Starting about a month into the semester, you must work on your graded homeworks in assigned pairs (note: pair, not with my friends). Your partner will be a classmate in the same lab as you; your lab TA will assign you the first partner. We will switch partners once (see syllabus).

Pair programming means that you and your partner work on the homeworks jointly. You read them together, and you work on the solutions together. One of the labs’ purposes is to teach you how to work in pairs effectively, which will prepare you to be an effective part of a software-development team in your co-op or job. The rough idea is this: One of you plays pilot, the other co-pilot. The pilot guides the discussion, talking through the problem and asking questions about anything that is unclear. The co-pilot works on the keyboard and explains aloud what is going on. After a problem is solved to the satisfaction of both, you switch roles.

Exams

We will have two exams to assess your progress:
  • 02/13 @ 6:00-8:00pm :
    • Location: see Piazza for location information

  • 04/07 @ 6:00pm-9:00pm :
    • Location: see Piazza for location information

The exams will test material similar to that assigned in the weekly problem sets. If you can solve every homework problem on your own, you are ready for the exams. If not, you need to work harder to get there.

You may bring one piece of paper to the exam, double sided, with anything written or typed on it that you want. We are limiting you in this way because (a) writing this one sheet of paper is an excellent way to study, and (b) we have found that, in the past, the more papers students bring to the exam, the worse they do. We want you to focus on the exam, not on shuffling through everything you’ve ever written.
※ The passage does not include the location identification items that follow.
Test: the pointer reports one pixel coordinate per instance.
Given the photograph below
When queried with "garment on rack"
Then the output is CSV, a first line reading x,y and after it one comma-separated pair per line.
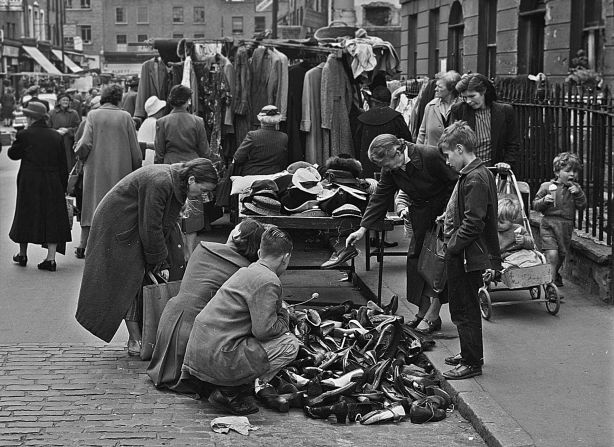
x,y
153,82
311,121
336,98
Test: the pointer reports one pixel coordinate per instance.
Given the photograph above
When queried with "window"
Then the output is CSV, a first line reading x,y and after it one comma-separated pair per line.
x,y
487,38
177,14
237,25
199,14
120,15
531,23
259,24
456,30
142,14
433,42
85,31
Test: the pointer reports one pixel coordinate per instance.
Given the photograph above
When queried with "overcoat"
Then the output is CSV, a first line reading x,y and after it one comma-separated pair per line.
x,y
225,344
40,211
110,150
210,265
128,234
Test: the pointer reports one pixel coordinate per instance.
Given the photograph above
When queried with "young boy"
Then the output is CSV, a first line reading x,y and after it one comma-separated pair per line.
x,y
470,227
558,201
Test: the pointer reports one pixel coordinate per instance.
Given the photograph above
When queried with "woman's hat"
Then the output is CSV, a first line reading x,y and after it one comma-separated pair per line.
x,y
308,180
153,105
35,110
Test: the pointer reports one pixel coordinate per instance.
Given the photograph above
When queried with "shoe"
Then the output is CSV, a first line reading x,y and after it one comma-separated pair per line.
x,y
463,372
341,257
428,327
134,348
22,260
454,360
47,265
232,403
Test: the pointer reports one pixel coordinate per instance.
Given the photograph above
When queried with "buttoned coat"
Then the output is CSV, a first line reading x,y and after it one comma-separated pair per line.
x,y
128,233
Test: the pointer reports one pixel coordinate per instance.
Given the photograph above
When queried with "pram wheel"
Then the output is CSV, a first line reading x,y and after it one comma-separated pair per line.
x,y
553,299
485,303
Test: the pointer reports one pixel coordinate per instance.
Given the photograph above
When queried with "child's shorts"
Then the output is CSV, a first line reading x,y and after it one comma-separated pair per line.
x,y
555,233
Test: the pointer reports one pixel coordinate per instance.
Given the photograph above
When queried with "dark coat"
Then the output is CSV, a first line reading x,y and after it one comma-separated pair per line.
x,y
40,211
475,234
128,235
262,152
429,182
504,136
372,123
225,344
210,265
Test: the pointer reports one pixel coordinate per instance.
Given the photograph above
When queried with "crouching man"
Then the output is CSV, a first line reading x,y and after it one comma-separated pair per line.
x,y
242,336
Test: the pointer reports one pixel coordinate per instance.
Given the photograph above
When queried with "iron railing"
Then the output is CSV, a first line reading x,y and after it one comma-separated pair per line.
x,y
554,118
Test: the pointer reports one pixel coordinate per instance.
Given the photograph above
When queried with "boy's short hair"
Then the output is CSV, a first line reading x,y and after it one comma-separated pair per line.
x,y
566,159
458,132
509,210
275,242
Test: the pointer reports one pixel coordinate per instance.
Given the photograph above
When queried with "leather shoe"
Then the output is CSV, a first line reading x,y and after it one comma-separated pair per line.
x,y
463,372
340,257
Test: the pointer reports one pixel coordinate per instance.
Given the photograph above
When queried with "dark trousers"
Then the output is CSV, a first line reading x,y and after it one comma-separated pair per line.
x,y
465,309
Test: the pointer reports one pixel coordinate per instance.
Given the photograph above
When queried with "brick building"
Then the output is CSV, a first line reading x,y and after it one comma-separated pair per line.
x,y
507,37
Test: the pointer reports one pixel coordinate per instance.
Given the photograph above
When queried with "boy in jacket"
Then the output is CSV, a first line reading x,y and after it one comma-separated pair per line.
x,y
470,228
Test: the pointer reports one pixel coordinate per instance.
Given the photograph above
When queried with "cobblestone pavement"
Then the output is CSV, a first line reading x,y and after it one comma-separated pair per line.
x,y
77,394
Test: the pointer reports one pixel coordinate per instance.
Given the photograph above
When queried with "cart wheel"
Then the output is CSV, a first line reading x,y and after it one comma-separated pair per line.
x,y
485,303
553,299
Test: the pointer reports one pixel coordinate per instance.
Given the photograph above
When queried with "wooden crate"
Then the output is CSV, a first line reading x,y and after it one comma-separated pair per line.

Lengths of the exams: The material in Exam 1 is designed for a length of 1h; for Exam 2, for a length about about 1.5h. "But there is a discrepancy between these lengths and the actual exam times as scheduled above!?" A student who has worked through the readings and homework problems can solve the exam problems in 1h/1.5h, resp. To make sure that nobody feels rushed, however, we allocate twice that time for all students, in case anyone feels they need time during the exam to double-check their work.

Grades

Your homeworks and exams will be graded. The weights for these and other course components, as they contribute to your course grade, are as follows:

homeworks

   

30%

   

exam 1

   

25%

   

exam 2

   

35%

   

lab quizzes

   

5%

   

instructor’s discretion

   

5%

   

The "instructor’s discretion" grade component is used, among other things, to reward students for active participation in the course (not just attending every class), and—in exceptional situations—those who made a noteworthy commitment to the course work or the improvement of the course over the semester.